The GPU, on the other hand, has a highly parallel structure. It is normally composed of hundreds or thousands of cores capable of working with a frequency in the order of a single GHz. Although it works, therefore, at lower frequencies than a CPU, the GPU is able to process large blocks of data in a parallel, operating according to the SIMD system: single instruction, multiple data. In practice, only one instruction at a time, but through a system of computers that work in parallel. These small computers are called CUDA cores by NVIDIA, the world’s leading manufacturer of GPUs.

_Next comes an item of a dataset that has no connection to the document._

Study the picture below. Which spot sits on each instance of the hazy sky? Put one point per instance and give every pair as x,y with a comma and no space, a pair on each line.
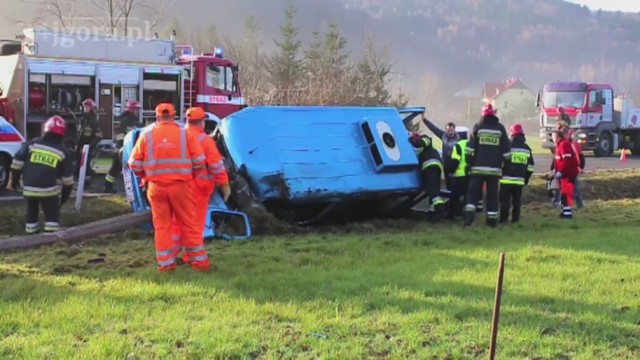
612,5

GPUs are very versatile: they can in fact operate on usual data at 32 and 64-bit, but they also have specialized units (Tensor Cores), capable of accelerating Artificial Intelligence algorithms and applications that require less individual accuracy for the single datum.
In GPUs, the ability to process a large dataset in parallel is supported by the ability to read and write data from its memory with a very high transfer rate (in the order of 1TB/s), making the GPU a suitable device also for memory-bound applications.